I feel musicians tend to make the best traders. And yes, I mean musicians in a very androgynous way. Trading is much more art than science. A lot of engineers pinpoint and factual people tend to over-complicate trading and want it to have all this concreteness that simply isn’t there. Understandably, engineers, if you build a bridge, pipeline or dam, you really cannot afford to be wrong.

I was racking my brain, trying to figure out why musicians in particular make the best traders. I didn’t want to say “Oh, well, it’s because they are creative and musicians can peer into the soul of life.” That is a little too deep and whimsical. I will likely stumble upon a lot of stereotypes about musicians in the next few paragraphs.

Yes, if you are a singer, I will classify you as a musician because your voice is your instrument. At my last place of employment, 40% of the employees are musicians. As in professional musicians. We even have one of the top cello players in the world (based on my opinion). He is much more humble but what do I know, I’m a simple pedestrian in our highway of talent in our office. I only play one instrument quite effectively: the FM dial.

LOOK AT THE LINES
Have you ever seen sheet music? Now, if the image below contains a horrible song or any profanity, I apologize. This might as well be hieroglyphs smeared in mustard to me. Look at the page for a moment though. It oddly resembles support and resistance lines, right?

sheet-music2.jpeg

LIKE A BAR CHART
And the notes resemble bar charts. Again, this is all my opinion, but maybe those who can read sheet music can pick up on technical analysis very quickly. I’m not sure if this is ignorance or not, but if you claim to be a musician and you can’t read sheet music you’re not a true musician. Now you might be incredible performer but you are not a professional. That’s like claiming to be a chef and not knowing the menu of your restaurant.

TAKE IT EASY
Musicians also tend to stress out less than most. Music heals the soul and calms the beast inside of us all. Therefore they tend to work and live with a sense of enlightenment and calmness.

That same gift can also be a curse for some musicians.
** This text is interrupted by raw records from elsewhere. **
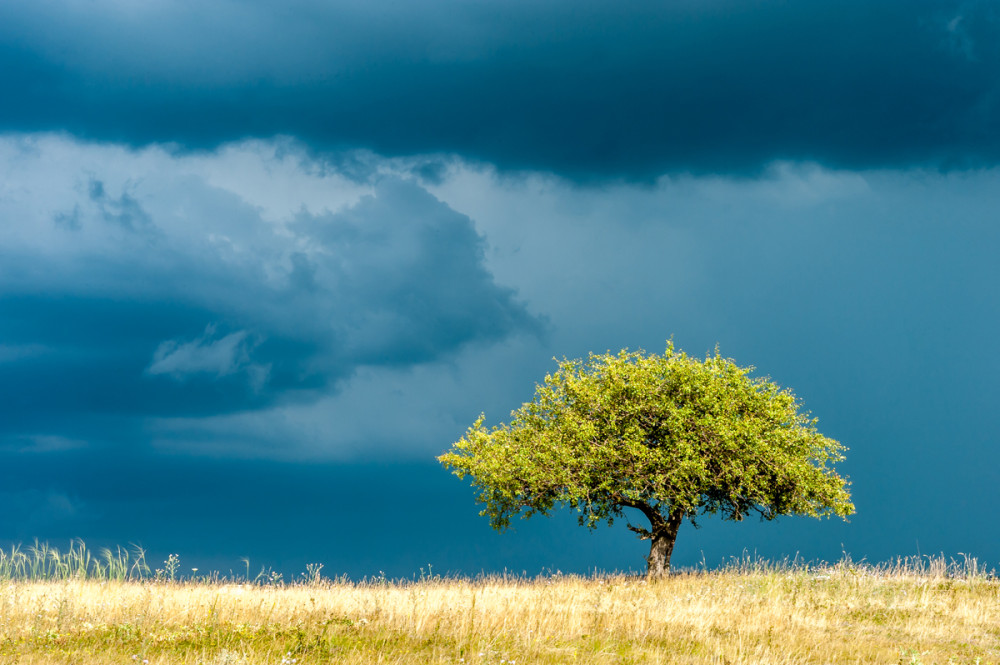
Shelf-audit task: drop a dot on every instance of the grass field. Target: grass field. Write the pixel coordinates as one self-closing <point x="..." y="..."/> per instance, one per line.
<point x="915" y="611"/>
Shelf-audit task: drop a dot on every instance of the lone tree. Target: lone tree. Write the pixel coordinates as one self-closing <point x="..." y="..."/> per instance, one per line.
<point x="671" y="436"/>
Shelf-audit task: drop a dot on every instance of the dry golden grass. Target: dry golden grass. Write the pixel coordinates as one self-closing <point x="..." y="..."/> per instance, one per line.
<point x="847" y="614"/>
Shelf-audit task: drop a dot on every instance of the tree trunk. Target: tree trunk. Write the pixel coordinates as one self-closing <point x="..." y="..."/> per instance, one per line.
<point x="664" y="535"/>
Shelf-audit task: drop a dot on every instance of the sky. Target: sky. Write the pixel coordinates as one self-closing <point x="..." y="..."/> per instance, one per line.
<point x="260" y="263"/>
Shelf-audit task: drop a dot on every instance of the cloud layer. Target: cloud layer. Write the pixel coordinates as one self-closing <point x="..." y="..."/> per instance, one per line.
<point x="589" y="90"/>
<point x="161" y="294"/>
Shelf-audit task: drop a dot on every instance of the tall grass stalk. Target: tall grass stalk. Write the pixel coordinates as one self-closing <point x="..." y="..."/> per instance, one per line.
<point x="915" y="610"/>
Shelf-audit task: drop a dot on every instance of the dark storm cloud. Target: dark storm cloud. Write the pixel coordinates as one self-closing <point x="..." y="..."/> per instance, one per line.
<point x="583" y="88"/>
<point x="166" y="316"/>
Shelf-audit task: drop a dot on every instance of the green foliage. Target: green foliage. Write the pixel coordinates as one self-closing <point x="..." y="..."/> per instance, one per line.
<point x="667" y="434"/>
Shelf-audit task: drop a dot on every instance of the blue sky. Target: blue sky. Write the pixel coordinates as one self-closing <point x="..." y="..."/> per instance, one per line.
<point x="260" y="263"/>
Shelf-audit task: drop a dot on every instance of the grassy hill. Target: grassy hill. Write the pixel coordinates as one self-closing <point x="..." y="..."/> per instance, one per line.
<point x="915" y="611"/>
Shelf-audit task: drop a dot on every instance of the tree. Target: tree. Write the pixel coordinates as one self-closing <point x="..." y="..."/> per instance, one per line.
<point x="671" y="436"/>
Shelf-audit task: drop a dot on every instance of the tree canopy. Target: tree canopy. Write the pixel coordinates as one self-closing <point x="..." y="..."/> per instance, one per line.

As a general consensus, musicians tend to procrastinate and rarely develop a sense of urgency and proper time management skills. There is always the exception. And as a dichotomy of traits, you know a great musician has the ability to really put time and energy into learning something. I tried playing the guitar for 6 months. I liked it at first and comparing the initial struggles to beginning traders, it was the conditioning that I lacked. The simple discipline of doing it over and over until I mastered the craft. (As a separate excuse, for a man’s man, I have very weak thumbs. I know that’s quite an odd statement to make at this point in our relationship but it’s the truth.)

LOOKING WITHIN
In my past interviews, anytime I was asked “Jerremy, what would you say your two biggest weaknesses are?” I reply “my thumbs and my spelling.” I am a horrible speller. At times it takes me a solid three to four minutes to just get close enough so Google knows what the heck I am trying to spell. Last week, I couldn’t figure out how to spell apropos and at some point, I asked the famous cello player who sits next to me in the office. He’s quite good at spelling and well, everything else really.

Without digressing much further, musicians have a real knack for picking up trading quickly and becoming quite good if enough time is devoted. I think this does boil down to certain cognitive abilities, the ability to be semi-patient and potentially have an initial leg up on other traders when it comes to learning line drawing and the basics of technical analysis, due in part, to their work with sheet music.

For now, I will continue to be the greatest, most innovative air instrument player you are likely to ever meet. I have a wide range of musical instruments that I will “air jam” on, quite diverse indeed. I will still adamantly suggest to struggling traders, as a professional musician will to a pupil, if you want to master the craft, master the art. To master the instrument you have to condition yourself to do so. This can sometimes take the better part of one year to solidly feel comfortable with your lines, analysis, and confident in your decisions.

ITS ALWAYS CHANGING
The market moves every day, every hour, and every second. It’s always changing, adapting and moving in an organic way. If you, as a trader, do not change, learn, grow, adapt and condition yourself every day, hour, or second, those who do will make the market their play ground.